Implementing exponentially weighted averages

I’d appreciate if someone can help understand why the implementation of exponentially weighted averages uses VdW = BVdW + (1 -B) * dW (as in the right side of this screenshot) and not VdW = BVd(W-1) + (1 -B) * dW (as in the left side of this screenshot.

There was a similar question from @hazingo a few months ago (see Momentum Gradient Descent question) but I was not convinced by (or did not understand) the answer he got.

Thanks,

v_t = \beta v_{t - 1} + (1 - \beta) \theta_t when t > 0, and 0 otherwise.
Here, \theta_t is a quantity computed in the current timestep.

Similarly,

  1. dW is computed based on the current mini-batch and
  2. v_{dW} is the value so far i.e. excluding the current mini-batch.

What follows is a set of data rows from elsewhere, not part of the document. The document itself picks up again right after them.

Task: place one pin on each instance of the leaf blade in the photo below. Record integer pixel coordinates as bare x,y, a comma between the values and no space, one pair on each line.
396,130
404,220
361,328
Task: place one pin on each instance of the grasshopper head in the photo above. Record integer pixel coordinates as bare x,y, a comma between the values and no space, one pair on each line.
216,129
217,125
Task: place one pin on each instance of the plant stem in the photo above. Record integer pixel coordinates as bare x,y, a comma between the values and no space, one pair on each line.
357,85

The update equation for v_{dW} after processing the current mini-batch becomes:
v_{dW} = \beta v_{dW} + (1 - \beta) dW

Hi @balaji.ambresh, thanks for your reply. What you explain here is exactly what I thought initially but then in the ‘Optimization Methods’ assignment, ‘update_parameters_with_momentum’ function, I’ve got all tests passed using:

for l in range(1, L + 1):
v[“dW” + str(l)] = … * v[“dW” + str(l)] + … (including the minimum possible to adhere to the rules while being able to explain myself)

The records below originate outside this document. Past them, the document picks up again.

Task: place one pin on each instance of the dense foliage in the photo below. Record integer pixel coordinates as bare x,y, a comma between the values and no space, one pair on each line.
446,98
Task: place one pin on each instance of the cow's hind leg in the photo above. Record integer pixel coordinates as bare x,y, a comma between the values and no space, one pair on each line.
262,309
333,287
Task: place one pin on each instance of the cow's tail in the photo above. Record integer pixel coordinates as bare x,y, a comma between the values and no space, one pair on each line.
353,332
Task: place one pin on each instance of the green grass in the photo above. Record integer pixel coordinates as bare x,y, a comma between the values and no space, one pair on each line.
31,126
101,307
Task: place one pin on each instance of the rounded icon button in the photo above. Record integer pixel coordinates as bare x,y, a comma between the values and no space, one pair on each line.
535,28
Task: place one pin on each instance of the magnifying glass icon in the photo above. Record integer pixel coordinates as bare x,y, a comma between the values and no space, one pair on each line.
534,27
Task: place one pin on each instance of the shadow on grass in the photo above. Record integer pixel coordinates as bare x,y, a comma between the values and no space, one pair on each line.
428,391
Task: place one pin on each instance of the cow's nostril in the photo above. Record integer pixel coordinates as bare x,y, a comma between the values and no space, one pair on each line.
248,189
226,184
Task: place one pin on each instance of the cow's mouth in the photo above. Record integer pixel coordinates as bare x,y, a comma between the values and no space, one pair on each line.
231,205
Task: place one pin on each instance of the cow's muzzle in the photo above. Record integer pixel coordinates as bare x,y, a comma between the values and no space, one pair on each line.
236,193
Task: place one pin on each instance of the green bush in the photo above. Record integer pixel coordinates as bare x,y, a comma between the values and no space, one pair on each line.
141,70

In this case I am using vdW1 = … * vdW1 + …

I believe that here the existing vdW1 used as input includes the current mini-batch, isn’t this the case?

Your understanding of exponential smoothing is correct.

But. there’s a difference between timestep and layer number. I recommend going moving forward with rest of the exercises, all the way upto and including def model. It’ll help reinforce the following facts:

  1. Gradients are computed based on the current mini-batch
  2. How difference in time comes into play for v is on the right side (past) vs left side (current) of the equations.